I am looking at this, in detail, in a future post. The basic answer is sometimes, but not always, so be very careful.
Thanks very much – I look forward to reading your post. Will it be something you deal with in the Webinar on 29th Jan?
Clive. It will be dealt with in the Webinar.
[…] (The “probably” in there reminds us of a point touched on in my second article – not every default involves sanctions and invokes Rule 3.9; on the other hand, the effect of Mitchell may arguably make every breach potentially sanctionable. And when I say “arguably”…. Let me refer you again to Gordon Exall’s article Do you need to apply for relief from sanctions or an extension of time?). […]

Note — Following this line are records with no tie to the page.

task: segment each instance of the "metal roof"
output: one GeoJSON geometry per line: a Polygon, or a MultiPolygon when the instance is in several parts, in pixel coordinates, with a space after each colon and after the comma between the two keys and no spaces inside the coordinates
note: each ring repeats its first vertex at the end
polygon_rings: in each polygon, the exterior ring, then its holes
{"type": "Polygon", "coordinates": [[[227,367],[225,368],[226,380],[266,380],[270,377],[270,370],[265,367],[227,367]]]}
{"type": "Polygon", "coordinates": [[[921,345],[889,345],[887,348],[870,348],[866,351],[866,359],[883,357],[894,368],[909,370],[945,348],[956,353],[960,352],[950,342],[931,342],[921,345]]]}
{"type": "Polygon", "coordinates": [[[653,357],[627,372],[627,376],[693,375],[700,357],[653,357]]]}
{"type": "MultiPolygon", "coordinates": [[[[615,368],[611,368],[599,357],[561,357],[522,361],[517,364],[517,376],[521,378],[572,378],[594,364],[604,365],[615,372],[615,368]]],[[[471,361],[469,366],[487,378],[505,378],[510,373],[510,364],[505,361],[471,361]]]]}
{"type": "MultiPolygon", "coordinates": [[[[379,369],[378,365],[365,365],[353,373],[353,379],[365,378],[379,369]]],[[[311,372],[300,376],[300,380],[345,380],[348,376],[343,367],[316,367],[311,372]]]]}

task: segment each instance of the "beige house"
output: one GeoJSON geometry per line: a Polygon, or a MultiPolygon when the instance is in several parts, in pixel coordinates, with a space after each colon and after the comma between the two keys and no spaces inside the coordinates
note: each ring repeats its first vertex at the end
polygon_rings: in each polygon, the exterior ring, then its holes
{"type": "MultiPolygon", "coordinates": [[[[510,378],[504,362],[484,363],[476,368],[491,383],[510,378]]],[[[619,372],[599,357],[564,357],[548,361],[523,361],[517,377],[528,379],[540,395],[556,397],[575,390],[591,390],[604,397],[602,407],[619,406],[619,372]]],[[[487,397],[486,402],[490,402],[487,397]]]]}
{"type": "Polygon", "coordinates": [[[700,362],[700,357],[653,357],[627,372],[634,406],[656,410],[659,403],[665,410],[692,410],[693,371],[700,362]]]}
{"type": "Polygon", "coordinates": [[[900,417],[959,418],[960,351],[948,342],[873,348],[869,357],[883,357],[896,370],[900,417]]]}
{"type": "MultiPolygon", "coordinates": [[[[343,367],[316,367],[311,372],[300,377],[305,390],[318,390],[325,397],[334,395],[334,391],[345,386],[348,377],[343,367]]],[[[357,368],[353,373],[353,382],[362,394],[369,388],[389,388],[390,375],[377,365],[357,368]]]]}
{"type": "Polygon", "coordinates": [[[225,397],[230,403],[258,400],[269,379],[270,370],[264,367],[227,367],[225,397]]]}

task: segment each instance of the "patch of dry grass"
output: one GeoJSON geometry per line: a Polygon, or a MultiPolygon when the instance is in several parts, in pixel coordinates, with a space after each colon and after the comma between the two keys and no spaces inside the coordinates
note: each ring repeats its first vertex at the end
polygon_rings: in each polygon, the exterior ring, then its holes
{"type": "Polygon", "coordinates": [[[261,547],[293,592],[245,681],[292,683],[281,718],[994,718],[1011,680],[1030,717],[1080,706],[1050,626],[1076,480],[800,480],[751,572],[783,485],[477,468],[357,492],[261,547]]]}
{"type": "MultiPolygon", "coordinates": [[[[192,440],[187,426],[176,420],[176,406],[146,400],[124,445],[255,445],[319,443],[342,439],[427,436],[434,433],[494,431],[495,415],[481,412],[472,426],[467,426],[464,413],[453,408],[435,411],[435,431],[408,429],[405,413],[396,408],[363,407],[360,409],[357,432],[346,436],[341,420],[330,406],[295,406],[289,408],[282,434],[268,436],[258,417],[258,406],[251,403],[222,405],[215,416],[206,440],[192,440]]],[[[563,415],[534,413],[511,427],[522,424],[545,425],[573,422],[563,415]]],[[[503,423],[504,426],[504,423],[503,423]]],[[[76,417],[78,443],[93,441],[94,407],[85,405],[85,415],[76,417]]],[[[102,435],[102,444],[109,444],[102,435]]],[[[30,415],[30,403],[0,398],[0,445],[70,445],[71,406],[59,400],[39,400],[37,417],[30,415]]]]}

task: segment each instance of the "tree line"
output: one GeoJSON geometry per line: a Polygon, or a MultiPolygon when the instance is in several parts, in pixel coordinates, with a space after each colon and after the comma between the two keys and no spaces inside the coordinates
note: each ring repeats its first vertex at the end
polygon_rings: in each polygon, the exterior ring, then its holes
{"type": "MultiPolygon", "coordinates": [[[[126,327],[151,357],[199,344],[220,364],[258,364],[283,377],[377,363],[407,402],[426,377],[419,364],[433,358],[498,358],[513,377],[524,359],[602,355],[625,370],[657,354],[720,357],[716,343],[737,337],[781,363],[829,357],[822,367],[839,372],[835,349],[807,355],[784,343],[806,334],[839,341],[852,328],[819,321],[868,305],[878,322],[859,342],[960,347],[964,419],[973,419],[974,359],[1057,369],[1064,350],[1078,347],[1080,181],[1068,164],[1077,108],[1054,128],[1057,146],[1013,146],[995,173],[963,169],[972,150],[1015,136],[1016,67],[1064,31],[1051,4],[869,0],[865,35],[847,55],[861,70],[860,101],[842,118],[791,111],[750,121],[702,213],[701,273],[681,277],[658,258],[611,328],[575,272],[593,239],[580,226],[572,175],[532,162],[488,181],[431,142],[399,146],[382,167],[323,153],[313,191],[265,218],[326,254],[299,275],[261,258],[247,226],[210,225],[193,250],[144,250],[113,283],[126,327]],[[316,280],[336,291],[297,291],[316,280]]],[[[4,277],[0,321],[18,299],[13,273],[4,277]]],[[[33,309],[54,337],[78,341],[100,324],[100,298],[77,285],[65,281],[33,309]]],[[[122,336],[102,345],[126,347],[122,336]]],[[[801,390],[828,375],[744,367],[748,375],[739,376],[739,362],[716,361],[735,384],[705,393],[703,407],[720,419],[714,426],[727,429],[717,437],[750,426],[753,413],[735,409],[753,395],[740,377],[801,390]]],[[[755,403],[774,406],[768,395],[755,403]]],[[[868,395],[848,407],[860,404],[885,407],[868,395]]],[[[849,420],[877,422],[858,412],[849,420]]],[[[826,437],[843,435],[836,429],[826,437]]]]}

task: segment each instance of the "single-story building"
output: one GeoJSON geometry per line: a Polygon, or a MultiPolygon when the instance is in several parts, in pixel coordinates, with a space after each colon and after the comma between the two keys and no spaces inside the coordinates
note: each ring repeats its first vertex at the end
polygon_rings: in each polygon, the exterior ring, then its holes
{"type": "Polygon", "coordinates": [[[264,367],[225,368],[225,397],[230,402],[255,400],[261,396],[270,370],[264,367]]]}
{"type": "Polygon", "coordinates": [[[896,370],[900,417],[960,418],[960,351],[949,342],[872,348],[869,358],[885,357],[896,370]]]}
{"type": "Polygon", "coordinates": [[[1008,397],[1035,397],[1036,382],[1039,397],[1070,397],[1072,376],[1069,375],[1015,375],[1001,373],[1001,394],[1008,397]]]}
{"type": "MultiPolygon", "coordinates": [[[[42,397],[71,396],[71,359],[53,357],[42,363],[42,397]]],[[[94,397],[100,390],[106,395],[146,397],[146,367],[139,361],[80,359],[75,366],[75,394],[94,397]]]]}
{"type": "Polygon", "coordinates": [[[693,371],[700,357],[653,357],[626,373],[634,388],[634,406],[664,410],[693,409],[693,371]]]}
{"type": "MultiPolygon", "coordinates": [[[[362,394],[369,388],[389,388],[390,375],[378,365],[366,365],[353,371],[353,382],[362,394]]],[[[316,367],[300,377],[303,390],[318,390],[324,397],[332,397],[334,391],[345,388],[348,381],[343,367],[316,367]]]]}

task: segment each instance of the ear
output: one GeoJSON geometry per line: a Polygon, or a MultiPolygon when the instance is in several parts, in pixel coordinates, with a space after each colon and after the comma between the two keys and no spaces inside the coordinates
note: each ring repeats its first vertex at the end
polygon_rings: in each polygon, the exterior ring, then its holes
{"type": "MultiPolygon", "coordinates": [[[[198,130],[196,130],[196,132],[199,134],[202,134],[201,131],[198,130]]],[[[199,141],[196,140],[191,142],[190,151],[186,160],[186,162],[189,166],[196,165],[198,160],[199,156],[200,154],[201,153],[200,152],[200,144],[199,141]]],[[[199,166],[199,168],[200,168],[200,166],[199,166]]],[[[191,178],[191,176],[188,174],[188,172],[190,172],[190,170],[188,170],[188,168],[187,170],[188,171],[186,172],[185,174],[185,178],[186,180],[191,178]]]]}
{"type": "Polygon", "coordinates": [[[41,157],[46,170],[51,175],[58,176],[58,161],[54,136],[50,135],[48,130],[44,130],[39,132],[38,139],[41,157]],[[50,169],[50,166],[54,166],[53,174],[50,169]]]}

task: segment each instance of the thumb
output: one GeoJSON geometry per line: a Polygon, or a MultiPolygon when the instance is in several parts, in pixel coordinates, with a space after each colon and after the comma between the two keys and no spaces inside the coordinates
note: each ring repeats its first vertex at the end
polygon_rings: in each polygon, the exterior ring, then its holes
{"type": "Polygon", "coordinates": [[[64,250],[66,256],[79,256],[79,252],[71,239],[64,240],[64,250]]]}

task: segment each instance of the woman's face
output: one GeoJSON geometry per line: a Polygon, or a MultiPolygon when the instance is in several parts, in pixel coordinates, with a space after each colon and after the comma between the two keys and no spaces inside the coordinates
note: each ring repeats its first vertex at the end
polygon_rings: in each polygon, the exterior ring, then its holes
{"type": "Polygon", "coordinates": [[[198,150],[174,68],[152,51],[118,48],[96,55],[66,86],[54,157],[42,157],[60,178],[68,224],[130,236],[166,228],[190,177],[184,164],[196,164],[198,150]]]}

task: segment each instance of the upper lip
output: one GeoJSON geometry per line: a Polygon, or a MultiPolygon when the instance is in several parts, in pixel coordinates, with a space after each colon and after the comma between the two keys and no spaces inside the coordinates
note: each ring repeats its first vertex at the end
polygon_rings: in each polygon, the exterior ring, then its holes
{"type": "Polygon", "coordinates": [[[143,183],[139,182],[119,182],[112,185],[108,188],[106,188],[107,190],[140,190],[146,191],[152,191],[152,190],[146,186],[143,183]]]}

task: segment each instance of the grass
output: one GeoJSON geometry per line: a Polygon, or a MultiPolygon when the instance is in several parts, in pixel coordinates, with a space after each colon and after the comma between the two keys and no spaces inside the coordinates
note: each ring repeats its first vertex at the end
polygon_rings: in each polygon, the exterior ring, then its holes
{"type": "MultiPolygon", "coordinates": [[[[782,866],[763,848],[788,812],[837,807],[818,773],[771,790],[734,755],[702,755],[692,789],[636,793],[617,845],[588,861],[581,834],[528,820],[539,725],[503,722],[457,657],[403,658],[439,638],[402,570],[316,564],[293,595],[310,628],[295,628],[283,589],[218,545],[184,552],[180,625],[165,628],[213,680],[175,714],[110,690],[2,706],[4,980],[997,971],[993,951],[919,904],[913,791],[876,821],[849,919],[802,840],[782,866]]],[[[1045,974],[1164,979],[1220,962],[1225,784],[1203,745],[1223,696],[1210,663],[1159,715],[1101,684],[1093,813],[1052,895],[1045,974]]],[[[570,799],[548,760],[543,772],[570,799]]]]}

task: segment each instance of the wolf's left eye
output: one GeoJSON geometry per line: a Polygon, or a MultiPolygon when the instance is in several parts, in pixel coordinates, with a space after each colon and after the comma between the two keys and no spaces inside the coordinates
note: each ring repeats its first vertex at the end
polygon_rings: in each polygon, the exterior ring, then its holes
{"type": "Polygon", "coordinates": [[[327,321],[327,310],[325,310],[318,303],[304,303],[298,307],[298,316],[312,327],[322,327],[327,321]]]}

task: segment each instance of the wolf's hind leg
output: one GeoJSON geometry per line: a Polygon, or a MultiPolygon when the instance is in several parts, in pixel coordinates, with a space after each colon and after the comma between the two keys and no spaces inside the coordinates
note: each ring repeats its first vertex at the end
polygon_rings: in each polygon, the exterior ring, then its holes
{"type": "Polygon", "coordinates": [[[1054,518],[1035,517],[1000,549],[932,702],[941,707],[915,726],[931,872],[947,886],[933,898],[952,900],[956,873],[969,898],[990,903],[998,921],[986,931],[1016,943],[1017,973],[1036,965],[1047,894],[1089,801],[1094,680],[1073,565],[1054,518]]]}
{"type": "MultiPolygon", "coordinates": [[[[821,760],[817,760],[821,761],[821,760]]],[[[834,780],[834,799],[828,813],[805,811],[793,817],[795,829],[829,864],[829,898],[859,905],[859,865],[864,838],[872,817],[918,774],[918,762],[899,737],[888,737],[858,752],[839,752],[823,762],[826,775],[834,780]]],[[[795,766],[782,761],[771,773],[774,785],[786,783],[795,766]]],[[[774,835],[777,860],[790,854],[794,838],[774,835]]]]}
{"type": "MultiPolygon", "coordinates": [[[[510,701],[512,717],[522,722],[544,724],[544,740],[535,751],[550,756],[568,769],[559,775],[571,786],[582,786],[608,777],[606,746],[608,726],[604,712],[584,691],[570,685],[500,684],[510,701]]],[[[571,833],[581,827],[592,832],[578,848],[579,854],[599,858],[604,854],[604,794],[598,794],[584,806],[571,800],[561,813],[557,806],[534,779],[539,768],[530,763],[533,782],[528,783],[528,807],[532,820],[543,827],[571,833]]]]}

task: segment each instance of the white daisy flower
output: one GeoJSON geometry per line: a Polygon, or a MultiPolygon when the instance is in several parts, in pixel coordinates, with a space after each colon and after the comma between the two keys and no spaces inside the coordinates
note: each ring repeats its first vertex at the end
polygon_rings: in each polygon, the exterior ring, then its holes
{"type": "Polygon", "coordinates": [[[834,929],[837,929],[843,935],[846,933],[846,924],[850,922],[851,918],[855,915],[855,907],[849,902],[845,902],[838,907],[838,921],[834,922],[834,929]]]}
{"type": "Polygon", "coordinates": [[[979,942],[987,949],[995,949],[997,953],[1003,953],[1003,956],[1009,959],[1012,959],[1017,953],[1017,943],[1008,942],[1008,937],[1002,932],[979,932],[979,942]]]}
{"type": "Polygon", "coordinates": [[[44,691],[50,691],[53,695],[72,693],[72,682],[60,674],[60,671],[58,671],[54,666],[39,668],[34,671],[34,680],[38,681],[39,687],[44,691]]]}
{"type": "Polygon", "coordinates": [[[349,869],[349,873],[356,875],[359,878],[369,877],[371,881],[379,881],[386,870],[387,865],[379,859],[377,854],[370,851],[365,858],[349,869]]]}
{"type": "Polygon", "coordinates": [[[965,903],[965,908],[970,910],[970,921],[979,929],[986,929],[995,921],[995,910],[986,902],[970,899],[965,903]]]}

So if you need an extension of time, and there is no obvious sanction beyond the standard warning in the model directions, to which you refer above, all you need to do to avoid the troublesome business of arguing rule 3.9 is issue an application to extend time before the deadline for doing something has expired and then make sure you do whatever it is you were ordered to do before your application is heard (and of course within the leisurely extension you sought for yourself): highly likely given the backlog of applications post-Mitchell? That way you will likely never have to address the nasty old business of rule 3.9? I am getting dim and distant deja-vu from before 1999. In fact, this is worse/easier than the position was pre-Woolf, because in the good (bad?) old days pre-Woolf, there was a special list for time summonses, so that applications for time were dealt with swiftly. As far as I know, there is no such list now.